Si aujourd’hui l’album d’Éric Liberge n’a pas l’érudition virevoltante de ses prédécesseurs, il n’en reste pas moins un très bel album, certes plus classique dans sa trame, mais d’une vigueur exemplaire et d’un travail graphique remarquable, rappelant les grandes heures de Métal Hurlant, du temps où les expérimentations graphiques spectaculaires étaient de mises et ne se résumaient pas à quelques manipulations photoshopesques. C’est de la fantaisie sur papier qui se dévore comme un grand show, un opéra séquentiel à découvrir les yeux grand ouverts, pour ne pas en perdre une miette. Depuis ses tous premiers travaux, Liberge aime en mettre plein les mirettes, et avec cet album - après les décevants Corsaires d’Alcibiade -, il revient au meilleur de sa forme, ayant encore muri son trait et proposant dans ces pages un remarquable travail, mixant avec finesse le dessin traditionnel aux techniques numériques, les collages aux croquis.

L’histoire commence donc au Louvre, forcément, face à un Géricault toujours imposant, toujours superbe. Bastien est sourd et là, entre deux grands formats français, il attend son entretien pour faire un stage au musée. Une altercation avec un agent de surveillance et voilà le destin de Bastien qui bascule : le rendez-vous n’aura pas lieu, mais le jeune homme va faire la connaissance d’un autre employeur potentiel. Il s’appelle Fu Zhi Ha et est gardien de nuit au musée (en fin d’ouvrage, un rapide historique de la fonction d’agent de surveillance rappelle que l’un des premiers gardiens du Museum Napoléon s’appelait Fuzelier…). L’homme raconte à Bastien que les œuvres ont une âme et qu’entre ces murs d’exposition, il est nécessaire de canaliser ces forces qui ne demandent qu’à se libérer.

Le récit de Liberge prend son temps, laisse les éléments se mettre ne place, les thèmes se développant peu à peu, se répondant avec élégance.

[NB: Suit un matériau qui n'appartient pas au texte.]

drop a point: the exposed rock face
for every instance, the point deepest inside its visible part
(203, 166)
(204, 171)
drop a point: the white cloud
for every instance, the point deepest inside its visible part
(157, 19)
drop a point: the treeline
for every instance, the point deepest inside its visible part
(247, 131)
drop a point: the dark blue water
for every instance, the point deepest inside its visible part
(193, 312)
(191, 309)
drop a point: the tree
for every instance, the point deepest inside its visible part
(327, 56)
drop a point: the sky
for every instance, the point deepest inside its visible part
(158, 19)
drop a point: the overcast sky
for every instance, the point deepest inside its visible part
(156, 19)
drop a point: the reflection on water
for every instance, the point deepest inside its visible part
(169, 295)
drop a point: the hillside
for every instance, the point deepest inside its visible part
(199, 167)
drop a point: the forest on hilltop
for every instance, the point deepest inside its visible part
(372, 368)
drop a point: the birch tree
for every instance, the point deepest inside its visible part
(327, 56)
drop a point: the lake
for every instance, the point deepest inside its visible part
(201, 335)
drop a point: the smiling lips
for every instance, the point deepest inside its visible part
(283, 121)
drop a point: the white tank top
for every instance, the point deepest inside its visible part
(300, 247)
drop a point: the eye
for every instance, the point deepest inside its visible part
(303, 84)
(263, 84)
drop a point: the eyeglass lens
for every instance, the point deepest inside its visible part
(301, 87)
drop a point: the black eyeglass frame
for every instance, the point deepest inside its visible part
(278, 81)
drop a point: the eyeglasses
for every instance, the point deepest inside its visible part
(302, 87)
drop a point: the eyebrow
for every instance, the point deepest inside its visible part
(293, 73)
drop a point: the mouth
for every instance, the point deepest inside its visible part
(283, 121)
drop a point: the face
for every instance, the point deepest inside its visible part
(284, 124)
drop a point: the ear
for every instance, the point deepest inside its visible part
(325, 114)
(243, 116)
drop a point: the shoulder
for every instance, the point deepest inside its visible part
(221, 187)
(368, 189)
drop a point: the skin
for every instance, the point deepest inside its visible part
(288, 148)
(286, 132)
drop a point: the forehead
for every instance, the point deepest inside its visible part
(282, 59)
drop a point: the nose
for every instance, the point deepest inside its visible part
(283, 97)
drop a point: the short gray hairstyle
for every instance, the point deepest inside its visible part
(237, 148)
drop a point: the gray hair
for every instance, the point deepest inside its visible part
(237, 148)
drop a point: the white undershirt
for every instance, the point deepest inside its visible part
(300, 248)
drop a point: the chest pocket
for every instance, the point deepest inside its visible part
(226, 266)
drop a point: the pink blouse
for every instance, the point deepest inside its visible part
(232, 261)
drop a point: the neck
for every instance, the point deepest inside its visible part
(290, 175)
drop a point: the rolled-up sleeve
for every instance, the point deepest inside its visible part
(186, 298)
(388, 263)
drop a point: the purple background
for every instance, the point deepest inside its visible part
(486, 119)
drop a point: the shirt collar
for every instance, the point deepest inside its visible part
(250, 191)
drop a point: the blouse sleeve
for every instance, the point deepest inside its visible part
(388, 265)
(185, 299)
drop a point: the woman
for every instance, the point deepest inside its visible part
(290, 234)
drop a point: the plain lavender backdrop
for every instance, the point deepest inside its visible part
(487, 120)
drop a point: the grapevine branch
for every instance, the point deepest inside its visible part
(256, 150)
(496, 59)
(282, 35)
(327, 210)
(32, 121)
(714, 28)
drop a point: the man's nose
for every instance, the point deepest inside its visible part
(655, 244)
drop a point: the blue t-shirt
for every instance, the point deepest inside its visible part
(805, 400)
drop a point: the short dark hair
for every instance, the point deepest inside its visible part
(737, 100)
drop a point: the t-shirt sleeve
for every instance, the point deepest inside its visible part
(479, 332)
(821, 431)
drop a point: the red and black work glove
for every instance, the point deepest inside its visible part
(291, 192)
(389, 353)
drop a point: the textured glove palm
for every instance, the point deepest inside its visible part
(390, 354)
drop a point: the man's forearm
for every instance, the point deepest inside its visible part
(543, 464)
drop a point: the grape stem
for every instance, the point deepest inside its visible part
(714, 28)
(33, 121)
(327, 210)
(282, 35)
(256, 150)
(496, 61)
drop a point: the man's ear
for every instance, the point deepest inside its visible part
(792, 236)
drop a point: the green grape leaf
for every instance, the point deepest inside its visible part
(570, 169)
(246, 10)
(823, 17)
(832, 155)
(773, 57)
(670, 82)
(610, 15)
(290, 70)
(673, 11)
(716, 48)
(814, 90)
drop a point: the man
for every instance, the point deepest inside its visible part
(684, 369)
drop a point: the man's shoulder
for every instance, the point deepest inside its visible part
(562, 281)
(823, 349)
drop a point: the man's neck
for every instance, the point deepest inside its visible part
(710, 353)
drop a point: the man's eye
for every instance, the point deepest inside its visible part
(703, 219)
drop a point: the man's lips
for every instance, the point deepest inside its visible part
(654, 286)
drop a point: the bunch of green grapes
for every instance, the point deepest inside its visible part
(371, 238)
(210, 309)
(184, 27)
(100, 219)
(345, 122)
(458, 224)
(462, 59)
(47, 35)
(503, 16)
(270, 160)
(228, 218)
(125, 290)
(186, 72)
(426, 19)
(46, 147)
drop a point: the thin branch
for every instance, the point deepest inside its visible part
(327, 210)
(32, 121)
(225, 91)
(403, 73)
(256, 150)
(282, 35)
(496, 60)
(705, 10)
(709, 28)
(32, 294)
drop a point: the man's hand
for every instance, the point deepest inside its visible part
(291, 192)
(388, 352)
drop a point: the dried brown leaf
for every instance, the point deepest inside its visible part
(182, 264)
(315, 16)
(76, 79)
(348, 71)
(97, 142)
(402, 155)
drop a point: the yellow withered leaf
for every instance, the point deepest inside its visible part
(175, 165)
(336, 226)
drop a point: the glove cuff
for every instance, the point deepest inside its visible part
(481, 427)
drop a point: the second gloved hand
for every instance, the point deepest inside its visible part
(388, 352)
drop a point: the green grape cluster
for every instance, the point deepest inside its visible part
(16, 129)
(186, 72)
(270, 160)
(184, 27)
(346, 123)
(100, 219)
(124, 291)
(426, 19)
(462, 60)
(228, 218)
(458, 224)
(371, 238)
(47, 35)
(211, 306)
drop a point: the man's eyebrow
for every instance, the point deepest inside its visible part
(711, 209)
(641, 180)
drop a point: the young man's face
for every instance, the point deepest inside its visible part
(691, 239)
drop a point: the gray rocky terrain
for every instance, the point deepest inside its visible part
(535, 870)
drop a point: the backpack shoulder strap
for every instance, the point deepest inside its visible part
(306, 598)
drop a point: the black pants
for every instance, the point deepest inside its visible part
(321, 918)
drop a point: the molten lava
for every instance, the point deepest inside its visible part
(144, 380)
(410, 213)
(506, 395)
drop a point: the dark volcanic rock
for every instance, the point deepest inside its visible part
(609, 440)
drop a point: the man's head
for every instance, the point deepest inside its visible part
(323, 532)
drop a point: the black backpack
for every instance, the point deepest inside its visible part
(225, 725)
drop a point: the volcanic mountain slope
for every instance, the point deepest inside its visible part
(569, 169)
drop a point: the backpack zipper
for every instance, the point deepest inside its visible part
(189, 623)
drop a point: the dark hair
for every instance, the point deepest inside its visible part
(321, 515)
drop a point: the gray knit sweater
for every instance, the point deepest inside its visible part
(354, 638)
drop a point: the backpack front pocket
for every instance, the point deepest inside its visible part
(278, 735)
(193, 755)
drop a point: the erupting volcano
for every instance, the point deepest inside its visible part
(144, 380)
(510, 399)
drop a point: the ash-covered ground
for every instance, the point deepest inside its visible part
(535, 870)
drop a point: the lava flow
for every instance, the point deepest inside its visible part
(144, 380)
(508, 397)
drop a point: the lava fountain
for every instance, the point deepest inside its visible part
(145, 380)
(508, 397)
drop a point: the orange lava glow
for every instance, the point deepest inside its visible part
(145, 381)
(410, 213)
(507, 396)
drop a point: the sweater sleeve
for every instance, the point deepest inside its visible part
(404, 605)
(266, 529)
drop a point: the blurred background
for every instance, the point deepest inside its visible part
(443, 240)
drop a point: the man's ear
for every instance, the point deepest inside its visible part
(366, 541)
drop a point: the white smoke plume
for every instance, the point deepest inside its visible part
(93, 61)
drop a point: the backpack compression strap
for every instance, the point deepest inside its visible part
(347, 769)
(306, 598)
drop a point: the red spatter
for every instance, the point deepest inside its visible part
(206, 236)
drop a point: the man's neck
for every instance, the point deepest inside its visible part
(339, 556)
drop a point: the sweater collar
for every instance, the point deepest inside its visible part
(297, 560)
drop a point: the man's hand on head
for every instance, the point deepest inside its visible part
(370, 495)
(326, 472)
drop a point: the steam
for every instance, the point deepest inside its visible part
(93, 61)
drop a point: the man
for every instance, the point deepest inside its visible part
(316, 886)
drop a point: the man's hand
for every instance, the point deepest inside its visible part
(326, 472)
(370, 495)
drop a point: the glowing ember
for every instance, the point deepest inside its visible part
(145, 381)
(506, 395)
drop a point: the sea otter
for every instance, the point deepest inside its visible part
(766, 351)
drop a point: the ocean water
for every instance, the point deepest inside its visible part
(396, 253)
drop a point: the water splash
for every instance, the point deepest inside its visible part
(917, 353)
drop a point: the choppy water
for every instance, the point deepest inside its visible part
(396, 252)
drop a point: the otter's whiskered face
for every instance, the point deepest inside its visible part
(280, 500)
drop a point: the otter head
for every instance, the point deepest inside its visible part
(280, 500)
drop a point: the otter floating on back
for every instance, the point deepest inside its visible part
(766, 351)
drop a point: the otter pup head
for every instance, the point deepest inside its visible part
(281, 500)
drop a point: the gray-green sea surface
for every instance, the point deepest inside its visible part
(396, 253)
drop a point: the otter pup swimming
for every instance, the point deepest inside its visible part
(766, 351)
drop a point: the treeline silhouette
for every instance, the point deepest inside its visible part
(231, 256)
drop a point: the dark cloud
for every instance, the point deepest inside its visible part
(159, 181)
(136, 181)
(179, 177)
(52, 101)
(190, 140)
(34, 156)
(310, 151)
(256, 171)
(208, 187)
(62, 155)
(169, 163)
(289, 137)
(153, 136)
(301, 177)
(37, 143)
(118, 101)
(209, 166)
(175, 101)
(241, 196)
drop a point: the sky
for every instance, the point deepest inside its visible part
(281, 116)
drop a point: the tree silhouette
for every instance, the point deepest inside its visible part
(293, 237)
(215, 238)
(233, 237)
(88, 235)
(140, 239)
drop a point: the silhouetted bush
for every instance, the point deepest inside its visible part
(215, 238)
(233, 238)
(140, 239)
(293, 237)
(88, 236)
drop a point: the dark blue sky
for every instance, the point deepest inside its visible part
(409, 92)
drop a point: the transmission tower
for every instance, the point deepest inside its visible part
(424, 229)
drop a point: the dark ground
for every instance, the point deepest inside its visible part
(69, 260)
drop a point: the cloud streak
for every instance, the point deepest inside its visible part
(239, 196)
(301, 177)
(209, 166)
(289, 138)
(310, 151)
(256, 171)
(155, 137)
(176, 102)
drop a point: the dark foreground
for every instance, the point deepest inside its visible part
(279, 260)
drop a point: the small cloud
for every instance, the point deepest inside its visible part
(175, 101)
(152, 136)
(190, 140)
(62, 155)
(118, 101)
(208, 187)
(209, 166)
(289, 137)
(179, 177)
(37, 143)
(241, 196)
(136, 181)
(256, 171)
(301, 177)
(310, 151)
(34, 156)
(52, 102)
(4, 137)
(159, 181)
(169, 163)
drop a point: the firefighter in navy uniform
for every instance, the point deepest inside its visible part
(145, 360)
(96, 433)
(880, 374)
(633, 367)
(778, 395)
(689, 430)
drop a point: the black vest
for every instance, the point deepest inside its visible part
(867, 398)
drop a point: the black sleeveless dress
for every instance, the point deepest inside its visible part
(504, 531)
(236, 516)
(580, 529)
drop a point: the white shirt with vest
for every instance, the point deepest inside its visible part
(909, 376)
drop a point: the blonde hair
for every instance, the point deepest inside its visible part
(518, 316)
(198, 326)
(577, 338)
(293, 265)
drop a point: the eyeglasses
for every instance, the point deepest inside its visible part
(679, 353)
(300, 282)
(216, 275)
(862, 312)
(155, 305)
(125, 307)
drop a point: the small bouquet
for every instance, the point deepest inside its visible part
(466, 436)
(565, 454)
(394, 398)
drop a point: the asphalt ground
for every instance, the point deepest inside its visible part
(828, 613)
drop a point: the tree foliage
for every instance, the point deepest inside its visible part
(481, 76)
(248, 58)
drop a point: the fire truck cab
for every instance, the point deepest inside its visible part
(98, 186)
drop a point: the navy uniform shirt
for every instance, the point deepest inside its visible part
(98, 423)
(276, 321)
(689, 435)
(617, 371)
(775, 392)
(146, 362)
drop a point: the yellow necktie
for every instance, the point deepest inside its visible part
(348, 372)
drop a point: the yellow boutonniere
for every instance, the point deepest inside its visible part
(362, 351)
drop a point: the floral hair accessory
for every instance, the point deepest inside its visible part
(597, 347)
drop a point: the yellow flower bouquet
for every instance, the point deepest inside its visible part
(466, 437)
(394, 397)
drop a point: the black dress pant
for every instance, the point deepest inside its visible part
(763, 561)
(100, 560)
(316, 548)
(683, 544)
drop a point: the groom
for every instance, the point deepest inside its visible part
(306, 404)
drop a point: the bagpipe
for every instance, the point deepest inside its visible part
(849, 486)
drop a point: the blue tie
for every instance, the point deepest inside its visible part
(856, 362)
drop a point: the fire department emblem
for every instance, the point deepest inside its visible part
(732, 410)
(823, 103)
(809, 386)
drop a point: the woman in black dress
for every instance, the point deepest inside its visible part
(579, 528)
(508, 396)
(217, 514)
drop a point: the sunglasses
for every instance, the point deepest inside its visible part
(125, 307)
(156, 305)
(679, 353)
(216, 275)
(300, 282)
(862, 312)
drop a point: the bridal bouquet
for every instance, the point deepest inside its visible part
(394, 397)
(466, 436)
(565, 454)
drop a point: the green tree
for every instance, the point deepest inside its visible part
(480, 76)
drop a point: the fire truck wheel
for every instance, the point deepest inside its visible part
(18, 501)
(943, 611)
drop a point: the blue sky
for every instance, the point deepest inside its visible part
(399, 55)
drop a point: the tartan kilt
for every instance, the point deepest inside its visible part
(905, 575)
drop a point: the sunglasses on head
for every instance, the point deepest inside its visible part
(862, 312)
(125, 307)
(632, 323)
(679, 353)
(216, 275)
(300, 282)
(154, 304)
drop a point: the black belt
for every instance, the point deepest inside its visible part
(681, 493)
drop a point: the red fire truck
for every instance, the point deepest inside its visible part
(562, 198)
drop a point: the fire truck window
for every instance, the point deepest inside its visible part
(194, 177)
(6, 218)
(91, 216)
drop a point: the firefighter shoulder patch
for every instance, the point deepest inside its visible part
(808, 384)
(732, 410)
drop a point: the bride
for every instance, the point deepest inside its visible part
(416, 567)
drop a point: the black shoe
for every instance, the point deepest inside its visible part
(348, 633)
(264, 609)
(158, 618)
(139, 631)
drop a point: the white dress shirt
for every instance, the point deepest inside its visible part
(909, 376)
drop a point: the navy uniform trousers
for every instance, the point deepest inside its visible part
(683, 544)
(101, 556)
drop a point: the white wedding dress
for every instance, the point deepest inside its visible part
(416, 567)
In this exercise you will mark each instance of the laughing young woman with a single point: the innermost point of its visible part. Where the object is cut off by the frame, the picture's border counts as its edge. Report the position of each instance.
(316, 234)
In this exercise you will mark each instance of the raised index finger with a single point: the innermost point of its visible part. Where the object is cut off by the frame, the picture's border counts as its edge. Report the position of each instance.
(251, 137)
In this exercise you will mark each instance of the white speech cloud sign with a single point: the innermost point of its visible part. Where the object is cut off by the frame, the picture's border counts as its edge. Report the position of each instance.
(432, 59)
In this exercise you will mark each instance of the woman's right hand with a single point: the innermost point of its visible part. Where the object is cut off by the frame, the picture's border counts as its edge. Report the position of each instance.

Le mutisme de Bastien fait écho à celui des œuvres, cette rage contenue qui ne demande qu’à exploser, cette frustration qui gronde jusqu’au trop plein. Et le musée serait dès lors comme une prison dorée, une maison de repos pour un patrimoine moins sage qu’il n’en a l’air. Ouvrez, ouvrez la cage aux tableaux. Les créations artistiques sont faites pour être montrées, certes, mais aussi pour faire exploser les consciences, repousser les libertés, s’afficher, s’exhiber. Le Louvre de Nicolas de Crécy était un patrimoine oublié, un chef-d’œuvre en péril, celui de Marc-Antoine Mathieu un labyrinthe à la Borges. Avec Liberge, c’est plus explosif, subversif même, c’est le rêve d’un musée à ciel ouvert, une pyramide renversée, une grande galerie démantelée. Un sans dessus dessous culturel qui met à bas les classements, les rangements, les étiquettes pour ne garder que la sensibilité face à une œuvre, l’émotion primaire et sourde, le retour à la nature, au son des tambours et des rythmes ancestraux.

Pour mettre en images cette scénographie déchaînée, le dessinateur déborde d’imagination graphique. Il excelle dans les mises en scènes grandioses (une Victoire de Samothrace qui vole dans les airs, ça n’est pas courant), les séquences explosives (la statue en argent de Henri IV, garnement de bronze qui fout le bazar dans la cour Marly), les ambiances marquées (une visite du Louvre la nuit, qui n’a jamais rêvé le faire ?).
Et au-delà de cette virtuosité imparable, c’est avec une superbe astuce graphique au service d’une idée toute simple que le talent de Liberge éclate : en cherchant à rendre compte du langage des signes des personnages, l’auteur dessine avec grâce une chorégraphie des mains d’une beauté aérienne. Les courbes se mêlent sans se mélanger, les gestes se déploient sous nos yeux, les mains racontent, les doigts chantent. Ne serait-ce que pour ce petit rien, l’album – très riche par ailleurs - est à lire !


Alexis Laballery
( Mis en ligne le 14/10/2008 )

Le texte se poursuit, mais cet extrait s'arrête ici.